Days in the saddle were long, generally between 165-209km daily. The heat at the start was brutal. It was hot – the sun, the wind, and freshly tarmaced roads all threw heat back from every direction. We all struggled. The metres of climbing increased too especially as we hit the Pyrenees and the high category climbs. We cycled from one extreme to another, there was cloud cover to the point of being freezing at the top of climbs requiring long gloves and jackets from day bags to descend. I reached the top of Col D’Aspin in drizzle and cloud so thick I couldn’t even see the feed stop vans! With good visibility it was a joy, cycling through towns and villages decorated and ready for Le Tour passing through the week after us. Locals clapping and shouting Allez, Allez, Allez as we passed through gave much needed encouragement and smiles.

I broke each day up into feed stations. This made the day much less daunting and achievable. Just get to the next one…..

I learnt very quickly not to loiter at feed stations. Sign in, drink, fill bottles, eat as much as possible then go. It was easy to chat but the days are long, keep moving. Generally I’d reach the hotel or finish point by 7pm. There would be just enough time to wash out bottles, check bike, wash kit, repack bags for next day, if lucky have a massage, then make it to dinner and be briefed for the next day. Eat, sleep, ride, repeat!

No views this time in the Pyrenees
James (L) and his mentor Christian from the STAR Scheme

On the third night we were joined by Christian who leads the Star Foundation, funded by the WWMT in Bristol and one of the young people, James who has benefited from its scheme.

James is only 16 yet he witnessed and finally stood up to his abusive Father to protect his Mum & siblings when he was younger. The circumstances of his childhood affected his behaviour and he was expelled from school and educated in a unit for two years. His love of rugby resulted in the Star Foundation picking him up and mentoring him at a rugby club in Bristol. The influences of his coaches & mentor gave him a stable adult to trust.

He’s now been back in mainstream school, taken his GCSE’s and is a sociable, well rounded, lovely young man.

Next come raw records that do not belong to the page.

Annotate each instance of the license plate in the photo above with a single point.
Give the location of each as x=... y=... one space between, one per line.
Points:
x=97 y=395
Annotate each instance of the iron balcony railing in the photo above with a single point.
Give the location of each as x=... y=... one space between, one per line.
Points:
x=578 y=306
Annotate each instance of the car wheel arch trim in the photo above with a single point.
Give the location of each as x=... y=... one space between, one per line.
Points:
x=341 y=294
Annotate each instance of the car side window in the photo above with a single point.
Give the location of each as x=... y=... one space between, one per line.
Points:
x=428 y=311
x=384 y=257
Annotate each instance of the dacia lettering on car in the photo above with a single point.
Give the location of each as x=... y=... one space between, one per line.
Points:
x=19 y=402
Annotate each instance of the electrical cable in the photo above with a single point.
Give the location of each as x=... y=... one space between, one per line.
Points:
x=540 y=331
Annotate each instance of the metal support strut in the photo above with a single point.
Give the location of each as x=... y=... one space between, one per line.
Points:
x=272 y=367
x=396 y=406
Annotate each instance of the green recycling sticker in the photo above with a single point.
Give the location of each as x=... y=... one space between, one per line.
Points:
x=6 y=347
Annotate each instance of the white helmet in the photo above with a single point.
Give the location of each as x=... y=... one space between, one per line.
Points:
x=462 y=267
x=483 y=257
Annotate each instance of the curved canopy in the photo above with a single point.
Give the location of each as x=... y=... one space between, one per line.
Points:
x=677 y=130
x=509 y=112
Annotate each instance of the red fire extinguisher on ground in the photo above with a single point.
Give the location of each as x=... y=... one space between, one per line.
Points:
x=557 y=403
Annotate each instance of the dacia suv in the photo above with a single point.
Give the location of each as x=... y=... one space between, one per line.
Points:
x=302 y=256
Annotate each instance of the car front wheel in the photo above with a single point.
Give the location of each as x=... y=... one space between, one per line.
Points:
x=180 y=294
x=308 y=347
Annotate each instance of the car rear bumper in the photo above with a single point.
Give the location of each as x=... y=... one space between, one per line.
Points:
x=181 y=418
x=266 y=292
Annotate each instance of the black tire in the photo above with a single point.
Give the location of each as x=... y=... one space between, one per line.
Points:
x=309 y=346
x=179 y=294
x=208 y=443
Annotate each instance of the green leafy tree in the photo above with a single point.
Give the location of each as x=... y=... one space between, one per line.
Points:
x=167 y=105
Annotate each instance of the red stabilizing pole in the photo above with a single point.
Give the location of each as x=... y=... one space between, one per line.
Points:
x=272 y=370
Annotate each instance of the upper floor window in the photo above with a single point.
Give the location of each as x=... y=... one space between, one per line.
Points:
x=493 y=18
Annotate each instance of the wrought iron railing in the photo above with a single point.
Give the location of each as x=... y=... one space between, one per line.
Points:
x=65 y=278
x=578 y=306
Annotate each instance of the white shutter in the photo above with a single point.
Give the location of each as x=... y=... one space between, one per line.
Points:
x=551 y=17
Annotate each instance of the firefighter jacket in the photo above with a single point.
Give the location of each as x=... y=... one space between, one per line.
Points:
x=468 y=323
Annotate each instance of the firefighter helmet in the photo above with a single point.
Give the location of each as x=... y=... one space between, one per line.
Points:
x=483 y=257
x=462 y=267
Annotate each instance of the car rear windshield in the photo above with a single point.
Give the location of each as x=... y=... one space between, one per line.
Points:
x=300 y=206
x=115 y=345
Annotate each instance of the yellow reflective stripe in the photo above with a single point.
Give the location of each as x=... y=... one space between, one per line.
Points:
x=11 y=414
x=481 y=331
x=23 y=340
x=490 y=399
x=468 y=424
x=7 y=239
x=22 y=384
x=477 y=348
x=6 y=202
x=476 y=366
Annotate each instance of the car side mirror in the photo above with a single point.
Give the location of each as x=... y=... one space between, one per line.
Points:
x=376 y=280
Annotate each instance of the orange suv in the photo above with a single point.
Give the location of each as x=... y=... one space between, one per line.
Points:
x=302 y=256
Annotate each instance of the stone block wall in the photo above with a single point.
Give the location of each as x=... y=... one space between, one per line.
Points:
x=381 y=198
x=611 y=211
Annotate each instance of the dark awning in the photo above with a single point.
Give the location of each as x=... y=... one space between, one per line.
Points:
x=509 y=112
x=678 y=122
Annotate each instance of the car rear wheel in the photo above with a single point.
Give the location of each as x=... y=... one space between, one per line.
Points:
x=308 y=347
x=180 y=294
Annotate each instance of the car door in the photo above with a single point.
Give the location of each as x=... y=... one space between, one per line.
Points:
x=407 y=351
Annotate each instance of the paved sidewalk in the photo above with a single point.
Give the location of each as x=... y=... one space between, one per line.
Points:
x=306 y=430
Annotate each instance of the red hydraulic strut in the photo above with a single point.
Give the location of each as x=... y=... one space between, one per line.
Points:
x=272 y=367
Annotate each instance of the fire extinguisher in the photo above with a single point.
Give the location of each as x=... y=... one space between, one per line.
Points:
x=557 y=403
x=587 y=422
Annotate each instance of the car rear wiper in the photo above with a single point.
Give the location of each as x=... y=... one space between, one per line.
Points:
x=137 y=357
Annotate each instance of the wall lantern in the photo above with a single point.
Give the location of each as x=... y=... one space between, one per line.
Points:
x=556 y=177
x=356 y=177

He spoke eloquently about his journey and how the charity turned his life around.

He had only cycled a few 12km rides before joining us but he  completed 117km in trainers on a road bike. Chapeau to that young man. I will never forget him. He left all of us in tears. We were reminded why we were there, every pedal brings in the pounds, and every pound goes directly to helping a young person get back on track and have hope for the future.

504 miles and over 11,000m climbing later, I’m back home, once again in disbelief and looking at Le Grand Depart in Florence next year, having said I’ll never do it again!!